Yabing Chen, Daoliang Lan, Cheng Tang, Xiaonong Yang , Jian Li
Pol J Microbiol
2015; 64 (1):
ICID: 1148772
Article type: Original article
IC™ Value: 10.00
Abstract provided by Publisher
To better identify the microbial community of yak rumen, the standardization of DNA extraction is key to ensuring fidelity while studying environmental microbial communities. In this study, we systematically compared the efficiency of several extraction methods based on DNA yield, purity, and 16S rRNA high-throughput sequencing to gain optimal DNA extraction methods, whose DNA products can reflect complete bacterial communities by 16S rRNA sequencing technique. Results showed that method 6 (hexadyltrimethyl ammomum bromide–lysozyme–physical lysis by bead beating) is recommended for the DNA isolation of rumen microbial community because of its high yield, operational taxonomic unit, bacteria diversity, and excellent cell-breaking capability.

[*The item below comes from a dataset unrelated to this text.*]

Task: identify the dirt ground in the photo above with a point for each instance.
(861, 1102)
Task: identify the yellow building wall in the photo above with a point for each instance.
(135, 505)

Results also indicated that the bead-beating step is necessary to effectively break the cell walls of all microbes, especially for Gram-positive bacteria. Another aim of the work was to preliminarily analyze the bacterial community by 16S rRNA sequencing technique. The community spanned approximately 21 phyla, 35 classes, 75 families, and 112 genera. Comparative analysis showed some variations in microbial community between yaks and cattle, which may be attributed to diet and environmental differences. More intriguingly, numerous uncultured or unclassified bacteria were found in yak rumen, suggesting that further research is needed to determine their specific function and ecological roles in yak rumen. In summary, the investigation of optimal DNA extraction methods and preliminary evaluation of bacterial community composition of yak rumen provide evidence for further identifying the specificity of rumen microbial community in yak and discovering distinct gene resources.